2011 California Code
Corporations Code
TITLE 2.5. LIMITED LIABILITY COMPANIES [17000 - 17656]
CHAPTER 8. Dissolution
Section 17352


CA Corp Code § 17352 (through 2012 Leg Sess) What's This?

In the event of a dissolution of a limited liability company:

(a) The managers who have not wrongfully dissolved the limited liability company or, if none, the members may wind up the limited liability company s affairs, unless the dissolution occurs pursuant to subdivision (c) of Section 17350, in which event the winding up shall be conducted in accordance with the decree of dissolution. The persons winding up the affairs of the limited liability company shall give written notice of the commencement of winding up by mail to all known creditors and claimants whose addresses appear on the records of the limited liability company.

(b) Upon the petition of any manager or of any member or members, or three or more creditors, a court of competent jurisdiction may enter a decree ordering the winding up of the limited liability company if that appears necessary for the protection of any parties in interest.
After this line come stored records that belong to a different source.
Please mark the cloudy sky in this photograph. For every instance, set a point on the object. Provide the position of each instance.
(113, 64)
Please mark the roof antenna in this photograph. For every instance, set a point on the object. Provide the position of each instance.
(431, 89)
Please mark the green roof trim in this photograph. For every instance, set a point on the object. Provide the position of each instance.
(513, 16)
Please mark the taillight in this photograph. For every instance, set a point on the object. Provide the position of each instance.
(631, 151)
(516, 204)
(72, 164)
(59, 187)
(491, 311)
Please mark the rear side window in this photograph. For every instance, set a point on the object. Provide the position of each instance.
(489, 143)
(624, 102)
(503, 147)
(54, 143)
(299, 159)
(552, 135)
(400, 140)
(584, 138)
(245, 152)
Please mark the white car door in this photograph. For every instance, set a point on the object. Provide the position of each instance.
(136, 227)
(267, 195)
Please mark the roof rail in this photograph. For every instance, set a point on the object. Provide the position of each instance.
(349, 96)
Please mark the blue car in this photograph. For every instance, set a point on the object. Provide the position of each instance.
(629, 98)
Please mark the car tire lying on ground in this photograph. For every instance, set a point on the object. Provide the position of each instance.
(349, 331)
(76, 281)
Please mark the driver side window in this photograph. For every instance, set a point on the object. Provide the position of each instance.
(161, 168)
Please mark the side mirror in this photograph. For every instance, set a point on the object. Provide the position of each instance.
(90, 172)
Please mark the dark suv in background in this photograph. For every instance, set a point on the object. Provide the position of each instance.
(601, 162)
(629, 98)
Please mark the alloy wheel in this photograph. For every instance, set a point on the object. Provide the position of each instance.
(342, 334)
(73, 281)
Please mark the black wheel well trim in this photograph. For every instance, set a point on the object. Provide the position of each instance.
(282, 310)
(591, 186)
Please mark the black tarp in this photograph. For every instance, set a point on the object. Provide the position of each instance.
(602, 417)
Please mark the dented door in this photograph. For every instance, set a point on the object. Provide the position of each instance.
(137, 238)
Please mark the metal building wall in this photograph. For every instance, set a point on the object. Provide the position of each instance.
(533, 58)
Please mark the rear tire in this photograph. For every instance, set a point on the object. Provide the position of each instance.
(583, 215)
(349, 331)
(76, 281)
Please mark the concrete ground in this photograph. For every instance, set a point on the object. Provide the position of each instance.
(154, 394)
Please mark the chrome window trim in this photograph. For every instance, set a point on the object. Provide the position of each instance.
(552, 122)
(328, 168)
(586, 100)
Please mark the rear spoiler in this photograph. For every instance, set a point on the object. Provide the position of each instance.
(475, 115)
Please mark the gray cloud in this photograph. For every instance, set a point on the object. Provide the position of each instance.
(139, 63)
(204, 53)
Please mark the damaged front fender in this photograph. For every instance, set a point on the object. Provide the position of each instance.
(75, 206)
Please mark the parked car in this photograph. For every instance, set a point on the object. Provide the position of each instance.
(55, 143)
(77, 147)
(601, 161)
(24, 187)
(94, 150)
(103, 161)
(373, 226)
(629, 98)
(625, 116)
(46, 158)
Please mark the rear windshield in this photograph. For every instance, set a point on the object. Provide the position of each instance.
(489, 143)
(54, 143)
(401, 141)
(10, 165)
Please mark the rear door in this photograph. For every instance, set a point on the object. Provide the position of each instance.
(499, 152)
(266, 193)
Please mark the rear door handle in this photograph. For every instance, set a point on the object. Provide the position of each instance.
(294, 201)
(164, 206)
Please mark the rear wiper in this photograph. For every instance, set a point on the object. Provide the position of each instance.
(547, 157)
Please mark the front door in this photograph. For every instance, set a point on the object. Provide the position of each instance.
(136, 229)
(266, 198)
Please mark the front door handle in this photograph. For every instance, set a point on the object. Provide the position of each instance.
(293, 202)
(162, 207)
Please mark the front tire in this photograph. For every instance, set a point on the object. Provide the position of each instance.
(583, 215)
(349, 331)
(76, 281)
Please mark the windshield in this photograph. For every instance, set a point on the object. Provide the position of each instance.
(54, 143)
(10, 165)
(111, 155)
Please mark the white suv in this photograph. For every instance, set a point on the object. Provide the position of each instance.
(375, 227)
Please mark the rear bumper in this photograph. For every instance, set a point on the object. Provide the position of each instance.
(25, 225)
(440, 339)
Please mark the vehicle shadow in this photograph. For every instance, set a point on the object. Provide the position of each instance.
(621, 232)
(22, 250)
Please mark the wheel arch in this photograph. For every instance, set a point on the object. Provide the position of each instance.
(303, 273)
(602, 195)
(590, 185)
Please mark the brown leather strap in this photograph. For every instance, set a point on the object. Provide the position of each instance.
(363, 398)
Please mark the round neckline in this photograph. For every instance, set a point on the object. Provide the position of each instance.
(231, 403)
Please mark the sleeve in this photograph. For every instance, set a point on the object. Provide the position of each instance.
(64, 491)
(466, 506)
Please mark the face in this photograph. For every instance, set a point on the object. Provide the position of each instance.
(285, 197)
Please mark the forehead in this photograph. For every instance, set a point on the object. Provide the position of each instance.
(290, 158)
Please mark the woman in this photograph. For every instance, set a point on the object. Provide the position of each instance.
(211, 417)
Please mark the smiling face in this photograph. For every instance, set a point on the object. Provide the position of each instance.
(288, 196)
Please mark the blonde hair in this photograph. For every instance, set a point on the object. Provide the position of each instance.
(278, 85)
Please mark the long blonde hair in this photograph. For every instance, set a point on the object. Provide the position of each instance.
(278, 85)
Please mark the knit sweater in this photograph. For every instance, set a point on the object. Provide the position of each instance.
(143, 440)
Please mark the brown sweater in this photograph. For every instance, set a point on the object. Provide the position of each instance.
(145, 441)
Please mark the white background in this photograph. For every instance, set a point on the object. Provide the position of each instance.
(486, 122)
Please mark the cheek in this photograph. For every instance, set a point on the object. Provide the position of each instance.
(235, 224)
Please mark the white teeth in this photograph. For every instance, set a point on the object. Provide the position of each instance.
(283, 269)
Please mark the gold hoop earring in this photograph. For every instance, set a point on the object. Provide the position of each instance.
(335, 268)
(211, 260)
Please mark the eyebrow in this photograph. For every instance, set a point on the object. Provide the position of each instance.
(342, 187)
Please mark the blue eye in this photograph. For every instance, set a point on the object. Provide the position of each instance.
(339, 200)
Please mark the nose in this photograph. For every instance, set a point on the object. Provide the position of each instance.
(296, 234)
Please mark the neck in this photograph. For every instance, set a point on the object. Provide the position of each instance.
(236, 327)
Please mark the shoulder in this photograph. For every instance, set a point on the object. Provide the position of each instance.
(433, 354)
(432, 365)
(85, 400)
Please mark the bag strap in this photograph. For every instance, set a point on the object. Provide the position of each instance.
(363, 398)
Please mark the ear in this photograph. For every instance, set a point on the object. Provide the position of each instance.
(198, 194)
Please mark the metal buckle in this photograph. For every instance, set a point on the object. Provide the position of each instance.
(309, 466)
The decree shall designate the managers or members who are to wind up the limited liability company s affairs.

(c) Except as otherwise provided in the articles of organization or a written operating agreement, the managers or members winding up the affairs of the limited liability company pursuant to this section shall be entitled to reasonable compensation.

(Amended by Stats. 1998, Ch. 243, Sec. 6. Effective January 1, 1999.)